Leaving aside being immensely flattered by him, that was a "blow their mind" approach, which I purposefully tried to stirred the pot. I assumed that calling everyone in the room a criminal would make sure that it wouldn't be a popular presentation, but apparently that was quite popular. The theme of that talk was Persistence is a Solved Problem.

As I said, this is a dangerous technique. Another talk that I did in this style was ReSharper in DevTeach almost a year ago. And that one is a great example of a flopped presentation. I wasn't able to keep up the wow effect, and I basically lost the audience midway through.

In Oredev, I also had the "Producing Production Quality Software", which was a high level talk. That one went well as well, and it mostly involved telling a story. The key part in this presentation is involving the audience. Since I am talking to a crowd of IT guys, it wasn't hard to get them to commiserate with my war stories about production failure.

I also gave a Rhino Mocks presentation, which unfortunately was at the last talk at the last day. Here I made a major mistake, I fail to read the mood of the audience as wasn't able to adjust as well to a crowd that was simply a bit tired to be fully participating. This is something that I should have handled better, which I hope that I'll be able to utilize in the future.

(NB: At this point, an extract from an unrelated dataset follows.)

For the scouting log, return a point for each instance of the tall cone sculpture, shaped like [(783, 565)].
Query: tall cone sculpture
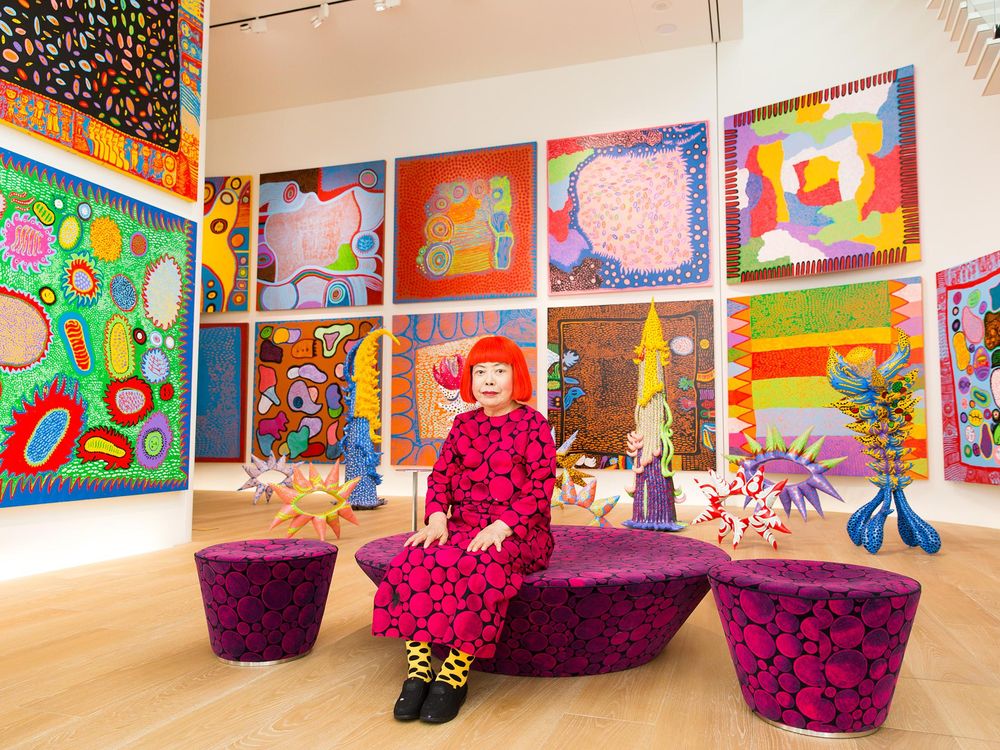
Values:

The interesting part about Oredev presentations is that we had only 50 minutes for each presentation. Most other conferences has an hour to an hour and a half. That gives the speaker a lot more time, and it made prepping for Oredev much more... interesting. On the one hand, it is hard to try to squeeze almost fifteen minutes out of a session. On the other, it does mean that you have a very succinct talk if you manage to do so.

That is another important aspect of the constraints that I mentioned before. Which style of presentation you use is greatly influenced by the amount of time that you have. In particular, for most people, showing code is the most time consuming process in the presentation, except writing code. And there is basically few things worse than leaving the audience hanging without any input from you while you are busy typing code.

If you can cut down the writing code part to less than 20 seconds without input to the audience, it will work, otherwise, you need to prepare ahead of time. Something that I like to do for my presentation is to do a lot of ad hoc coding. Sometimes it works, sometimes it doesn't.

When it does work, it tend to impress people. When it doesn't work, I crash & burn :-) I try to have a backup plan for such scenarios, but I need to actually notice that I need the time to move to it.  Another tip, you have ten seconds to debug a problem in your presentation, if you try to do anything more than that, you better back up, blame Murphy, and move on.

For that matter, watch the audience. You need to match the presentation to the people actually listening to it. Always start a presentation by syncing up with the audience. Who are they? What do they know about the subject? Tell them what you are going to talk about, how this is going to help make their life better.

In the timeframe of most presentations, you can't really give a whole lot of information. You just don't have enough time, and worse, you don't have a consistent audience, which would allow you to start from a level ground. What you can do, however, is to raise their interest. If after a talk I give, people in the audience go home (or on next Monday), and start looking up the things that I talked about, then I know that I have been successful.